Atmospheric ammonia measurements over a coastal salt marsh ecosystem
along the Mid-Atlantic U.S.
Abstract
Terrestrial-aquatic interfaces such as salt marshes, mangroves, and
similar wetlands provide an optimum natural environment for the
sequestration and long-term storage of carbon (C) from the atmosphere,
commonly known as coastal blue carbon. There are over 4 million acres of
salt marsh in the US and over half of these are along the east coast of
the US. Due to anthropogenic activities, this area presents the greatest
nitrogen (N) pollution problem in coastal ecosystems in the U.S. as part
of atmospheric N deposition, runoff, and riverine export.

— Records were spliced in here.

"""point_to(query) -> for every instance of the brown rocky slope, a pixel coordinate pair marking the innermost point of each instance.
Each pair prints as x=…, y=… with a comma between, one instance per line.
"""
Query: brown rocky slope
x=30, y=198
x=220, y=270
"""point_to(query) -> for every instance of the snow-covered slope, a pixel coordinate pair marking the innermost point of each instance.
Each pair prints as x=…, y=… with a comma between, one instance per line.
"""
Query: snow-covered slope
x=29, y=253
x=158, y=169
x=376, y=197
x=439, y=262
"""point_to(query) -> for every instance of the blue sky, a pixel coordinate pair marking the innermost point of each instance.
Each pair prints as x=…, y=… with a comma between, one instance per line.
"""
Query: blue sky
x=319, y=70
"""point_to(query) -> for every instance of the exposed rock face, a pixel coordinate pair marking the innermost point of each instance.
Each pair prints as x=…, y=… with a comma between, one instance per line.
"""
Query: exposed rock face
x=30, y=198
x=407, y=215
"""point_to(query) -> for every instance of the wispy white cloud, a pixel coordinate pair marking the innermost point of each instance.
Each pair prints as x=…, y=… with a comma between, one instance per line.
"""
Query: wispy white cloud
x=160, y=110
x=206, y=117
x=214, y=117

Ammonia (NH3)
is the most abundant alkaline gas in the atmosphere. Agricultural
intensification is the primary anthropogenic source of NH3 leading to a
doubling of reactive nitrogen (Nr) entering the biosphere. Despite this,
there are limited atmospheric measurements of NH3 concentrations in
coastal areas along the east coast. The objective of this study is to
advance our process-level understanding of NH3 air-surface exchange over
a tidal salt marsh at the Saint Jones Reserve (DE), which is part of the
National Estuarine Research Reserve System (NERRs). Continuous and high
temporal resolution measurements of atmospheric NH3 concentrations were
measured using a cavity ring-down spectrometer, reporting 30 min
concentration averages. These high temporal resolution measurements
allowed the estimation of the average diurnal cycle of NH3 fluxes using
a new analytical methodology. Micrometeorological measurements were also
measured using the eddy covariance system operated concurrently above
the tidal marsh at the research site, which is part of the AmeriFlux
network (US-StJ). This pilot study represents one of the few atmospheric
measurements of NH3 over a tidal salt marsh in the eastern U.S. Such
measurements are important to characterize the processes that influence
the exchanges of NH3 between the atmosphere and the aquatic surface and
provide baseline data to form more reliable parameterizations to
simulate NH3 deposition and emissions in tidal salt marshes using
surface-atmosphere transfer models.